Canadians who call the Canada Revenue Agency looking for help have up to a 13% chance of receiving inaccurate information, a quality assurance audit found.

The figure was acknowledged by National Revenue Minister Diane Lebouthillier in an Inquiry of Ministry tabled this week, first reported by Blacklock’s Reporter.

Lebouthillier wrote that an independent team audits approximately 12,000 CRA customer service calls for accuracy each year.

“Each call is assessed for information accuracy by certified listeners,” she wrote. 

“For the team to score a call as complete and accurate, the agent’s response must directly address the caller’s enquiry or issue and provide the caller with enough information to enable them to take appropriate actions or make informed decisions.”
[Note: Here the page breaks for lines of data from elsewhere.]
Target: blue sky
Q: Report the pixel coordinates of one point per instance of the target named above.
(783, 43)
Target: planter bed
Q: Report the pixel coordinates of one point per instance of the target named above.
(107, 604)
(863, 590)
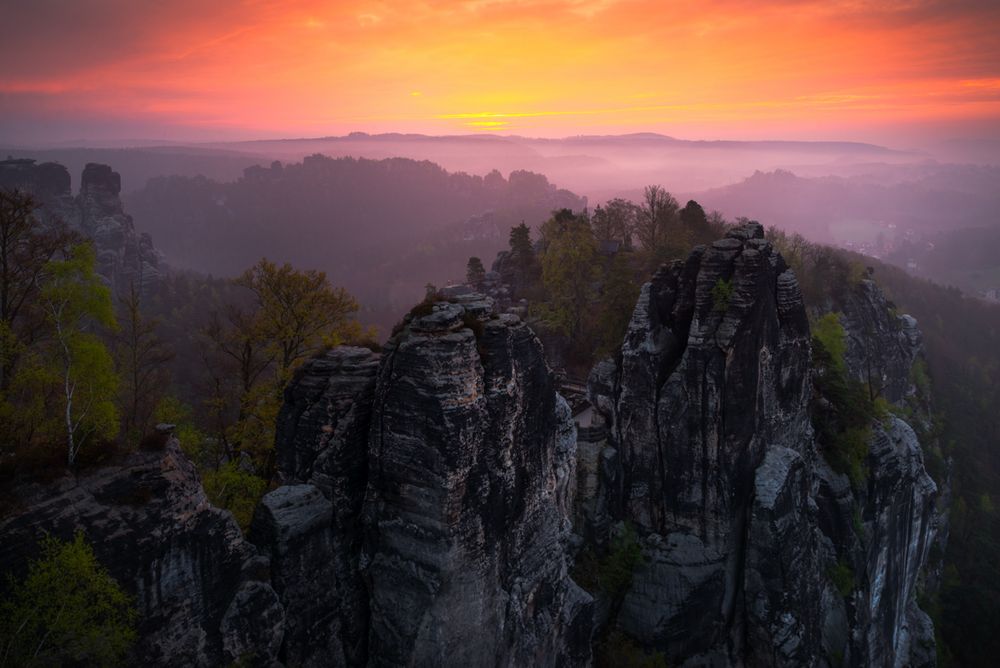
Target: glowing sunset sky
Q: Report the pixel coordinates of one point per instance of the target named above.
(733, 69)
The inaccuracy rate varied wildly between different call centres. While the Calgary and St. John’s centres had an inaccuracy rate of 3%, the centre in Toronto gave inaccurate responses 13% of the time.

In a previous statement, CRA Commissioner Bob Hamilton said the agency is not responsible for any financial consequences stemming from bad advice.

The agency has seen a massive increase in calls over the past year as Canadians used a wide variety of pandemic benefits which each have different tax implications.

In February, the CRA reported that the average wait time calling the agency had increased to 25 minutes, with it common to wait hours to speak to an agent at peak hours.

The wait leads to many people simply hanging up. Of the roughly 32 million calls made in an average year, just 12.7 million resulted in the caller speaking with an agent.

The CRA began independent audits following a 2017 auditor general report which found that accuracy rates were up to ten-times higher than what the agency claimed.

Then-auditor general Michael Ferguson said at the time that agents would give incorrect answers to basic questions 30 to 84% of the time.